Zitate, die provozieren

Genauso wie beim Feminismus-T-Shirt, das einen Ted-Talk der nigerianischen Autorin Chimamanda Ngozi Adichie aufgriff, handelt es sich auch diesmal wieder um ein Zitat, und zwar eines der feministischen Historikerin Linda Nochlin, die 1971 einen Essay mit dieser provokanten Frage titelte. Genauso gut hätte Chiuri ihre Schau natürlich auch mit der Frage "Why have there been no great women designer?" eröffnen können.

In der über 70-jährigen Geschichte von Dior ist die in Rom geborene Chiuri nämlich die erste weibliche Chefdesignerin des Modehauses. Vor ihr: von Gianfranco Ferré bis John Galliano – nur Männer. Neben ihr: von Karl Lagerfeld (Chanel) bis Nicolas Ghesquière (Louis Vuitton) – ebenso fast nur Männer. Die einzigen Pariser Modehäuser, die von Frauen geleitet werden, sind Givenchy (Claire Waight Keller), Chloé (Natacha Ramsay-Levi) und Hermès (Nadège Vanhee-Cybulski). Und das, obwohl Frauen wesentlich mehr Geld für Mode ausgeben als Männer. "Für mich ist es wichtig, immer wieder zu betonen, dass meine Arbeit als Frau für andere Frauen gedacht ist", schreibt Chiuri: "Es geht mir nicht nur darum, unsere Sichtbarkeit im Modesystem zu verstärken, sondern in der gesamten Gesellschaft."

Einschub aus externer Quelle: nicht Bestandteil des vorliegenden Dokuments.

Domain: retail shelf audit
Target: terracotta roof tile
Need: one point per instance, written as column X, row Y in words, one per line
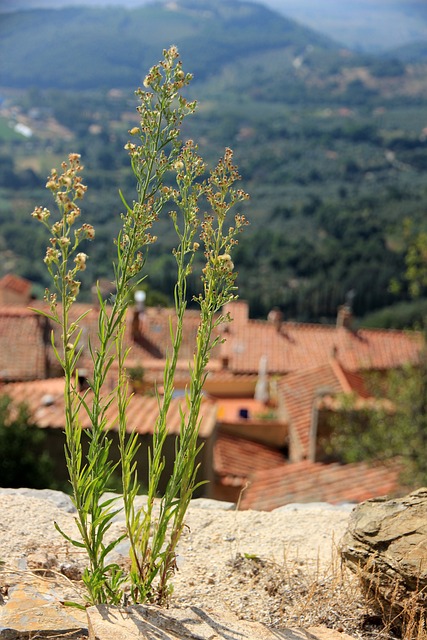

Erst Fendi, dann Valentino, jetzt Dior: Chiuri ist im Olymp der Mode angekommen.
Foto: Dior / Sophie Carre

Konzept Weiblichkeit

Ein Label wie Dior scheint da besonders prädestiniert zu sein. Keine andere Marke wird so stark mit dem Konzept Weiblichkeit assoziiert – allerdings nicht immer in einem emanzipatorischen Sinn. Als Christian Dior 1954 seinen berühmten "New Look" vorstellte, war dies ein modischer Rückschritt in die Zeit vor dem Ersten Weltkrieg. Er verordnete Frauen den Atem abschnürende Wespentaillen und unbequeme Bauschröcke, was Konkurrentin Coco Chanel zu der Aussage verleitete, seine Frauen sähen aus wie "alte Sessel".

Von dieser Einschätzung hat sich das weltberühmte Pariser Modehaus bis heute nicht erholt. Nicht zuletzt unter John Galliano übertraf man sich selbst mit abenteuerlichen (Kostüm-)Kreationen. Mode für die mit beiden Beinen im Leben stehende Frau? Eben diese hat sich jetzt Chiuri an die Fahnen geheftet.

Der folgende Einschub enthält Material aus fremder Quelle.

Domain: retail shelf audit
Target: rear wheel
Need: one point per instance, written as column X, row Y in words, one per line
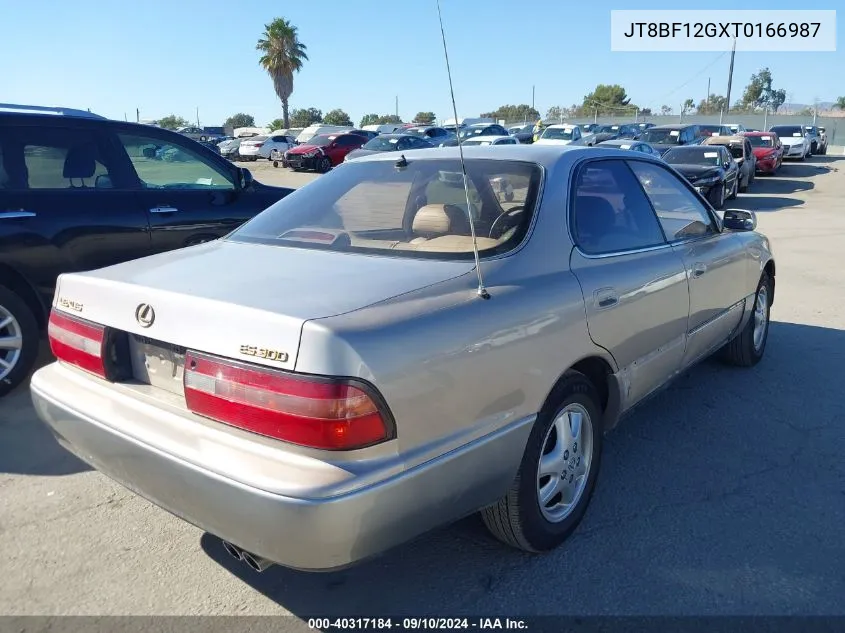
column 556, row 478
column 19, row 340
column 747, row 348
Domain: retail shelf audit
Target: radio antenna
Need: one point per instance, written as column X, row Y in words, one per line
column 482, row 291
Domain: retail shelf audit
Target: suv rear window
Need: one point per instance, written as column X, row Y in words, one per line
column 419, row 210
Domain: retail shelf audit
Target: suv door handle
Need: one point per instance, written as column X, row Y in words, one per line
column 606, row 298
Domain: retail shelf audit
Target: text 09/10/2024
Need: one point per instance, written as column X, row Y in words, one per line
column 798, row 31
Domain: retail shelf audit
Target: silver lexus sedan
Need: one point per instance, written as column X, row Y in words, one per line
column 338, row 376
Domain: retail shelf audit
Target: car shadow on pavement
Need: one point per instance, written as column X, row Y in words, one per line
column 762, row 204
column 27, row 446
column 723, row 493
column 775, row 185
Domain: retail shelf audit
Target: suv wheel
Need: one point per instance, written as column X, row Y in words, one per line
column 554, row 484
column 19, row 339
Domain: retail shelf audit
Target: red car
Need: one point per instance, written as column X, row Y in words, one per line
column 767, row 149
column 323, row 152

"Es geht mir darum, die Sichtbarkeit von Frauen nicht nur in der Mode, sondern in der gesamten Gesellschaft zu verstärken", sagt Maria Grazia Chiuri.
Foto: Dior / Sophie Carre

Bei ihrer jüngsten Modeschau trugen die Models Jumpsuits aus Denim, einfache Shirt-Kleider und Mary-Janes. Alles natürlich mit interessanten Details, in der allerbesten Qualität und mit astronomischen Preisschildern versehen. Keine Revolution für die Mode, für Dior aber ein gewaltiger Schritt – und zudem garniert mit einer starken Botschaft, die jeden Marketingstrategen vor Neid erblassen ließe. (Stephan Hilpold, RONDO, 30.1.2018)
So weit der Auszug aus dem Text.